The limited (3.5-year) duration of this study left unanswered the fundamental question of how large herbivores might achieve some form of balance with the plant cover. An opportunity to address it was provided by my post-doctoral study on the population dynamics of kudus in Kruger National Park (NP), undertaken ensconced mostly in a 4×4 vehicle (Figure III.2B). Each kudu could be recognised from variation in stripe patterns, photographically recorded, allowing me to document population changes by registering individual births and deaths. This study revealed how sensitively recruitment and mortality responded to annual variation in rainfall.2
To explore in more detail what governed the plant species that kudus and other browsers chose to eat, I followed habituated young animals in the Nylsvley Nature Reserve, recording every plant they consumed from sunrise to sunset each day (Figure III.2C,D). This revealed how plant secondary metabolites, particularly condensed tannins, influenced diet selection and hence the potential impact of browsing in suppressing bush encroachment.3,4
Subsequent studies by my students explored aspects of the ecology of black as well as white rhinos, sable and roan antelope (Hippotragus niger and H. equinus, respectively), wildebeest and zebra, buffalo, eland, gemsbok (Oryx gazella) and elephant, the latter mainly through what they do to trees. Field observations became incorporated into computer models linking diet selection to population dynamics.5,6
This Part III of the book will cover features of the ecology of Africa’s large herbivores in the context of savanna vegetation and underlying physical features typical of Africa, as documented in Parts I and II. This provides the foundation for identifying how these animals interact with ecosystem processes such as fire spread and nutrient cycling and contribute to spatiotemporal heterogeneity. The time horizon is then extended back into the past to review how large herbivore assemblages and associated carnivores have changed since the Miocene epoch when Africa’s modern fauna along with savanna-inhabiting hominins originated.
References
1.Owen-Smith, RN. (1988) Megaherbivores: The Influence of Very Large Body Size on Ecology. Cambridge University Press, Cambridge.

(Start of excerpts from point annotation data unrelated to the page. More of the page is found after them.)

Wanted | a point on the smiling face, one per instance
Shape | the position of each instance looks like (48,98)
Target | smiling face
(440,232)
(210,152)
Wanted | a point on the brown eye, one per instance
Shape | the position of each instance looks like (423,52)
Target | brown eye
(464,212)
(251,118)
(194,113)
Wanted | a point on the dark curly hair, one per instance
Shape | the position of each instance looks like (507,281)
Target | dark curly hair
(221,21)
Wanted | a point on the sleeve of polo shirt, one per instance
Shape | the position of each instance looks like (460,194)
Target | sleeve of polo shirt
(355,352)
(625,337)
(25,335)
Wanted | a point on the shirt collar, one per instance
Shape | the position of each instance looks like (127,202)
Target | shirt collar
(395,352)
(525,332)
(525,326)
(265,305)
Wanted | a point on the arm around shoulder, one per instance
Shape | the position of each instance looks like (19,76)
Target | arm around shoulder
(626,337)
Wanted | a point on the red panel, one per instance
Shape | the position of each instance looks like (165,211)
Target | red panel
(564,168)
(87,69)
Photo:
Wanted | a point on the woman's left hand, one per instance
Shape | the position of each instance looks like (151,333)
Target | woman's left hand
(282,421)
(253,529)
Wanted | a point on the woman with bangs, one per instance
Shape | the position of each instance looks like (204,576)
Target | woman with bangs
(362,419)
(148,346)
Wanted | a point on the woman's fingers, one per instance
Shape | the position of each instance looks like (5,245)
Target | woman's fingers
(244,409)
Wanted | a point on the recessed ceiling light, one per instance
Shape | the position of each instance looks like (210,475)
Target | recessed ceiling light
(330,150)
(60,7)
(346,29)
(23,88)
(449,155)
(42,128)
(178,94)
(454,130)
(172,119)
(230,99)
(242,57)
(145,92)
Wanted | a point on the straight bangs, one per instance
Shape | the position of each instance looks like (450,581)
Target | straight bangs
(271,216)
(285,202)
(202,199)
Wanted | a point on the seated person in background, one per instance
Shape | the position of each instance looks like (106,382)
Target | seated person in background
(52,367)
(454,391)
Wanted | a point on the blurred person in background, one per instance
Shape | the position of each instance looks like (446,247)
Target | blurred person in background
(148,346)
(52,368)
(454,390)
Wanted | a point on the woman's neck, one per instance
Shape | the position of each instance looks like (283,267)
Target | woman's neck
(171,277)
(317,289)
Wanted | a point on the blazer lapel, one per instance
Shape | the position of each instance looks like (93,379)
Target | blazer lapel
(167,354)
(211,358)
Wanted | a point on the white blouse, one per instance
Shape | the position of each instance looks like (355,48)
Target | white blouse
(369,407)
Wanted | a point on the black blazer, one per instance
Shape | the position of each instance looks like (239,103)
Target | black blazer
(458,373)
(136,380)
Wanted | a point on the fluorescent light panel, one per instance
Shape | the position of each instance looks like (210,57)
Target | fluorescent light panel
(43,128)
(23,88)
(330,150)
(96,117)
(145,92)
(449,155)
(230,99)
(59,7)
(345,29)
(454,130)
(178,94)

2.Owen-Smith, N. (1990) Demography of a large herbivore, the greater kudu Tragelaphus strepsiceros, in relation to rainfall. The Journal of Animal Ecology 59:893–913.
3.Owen-Smith, N; Cooper, SM. (1987) Palatability of woody plants to browsing ruminants in a South African savanna. Ecology 68:319–331.
4.Owen-Smith, N. (1994) Foraging responses of kudus to seasonal changes in food resources: elasticity in constraints. Ecology 75:1050–1062.
5.Owen-Smith, RN. (2002) Adaptive Herbivore Ecology: From Resources to Populations in Variable Environments. Cambridge University Press, Cambridge.
6.Owen-Smith, N. (2009) Dynamics of Large Herbivore Populations in Changing Environments: Towards Appropriate Models. John Wiley & Sons, Chichester.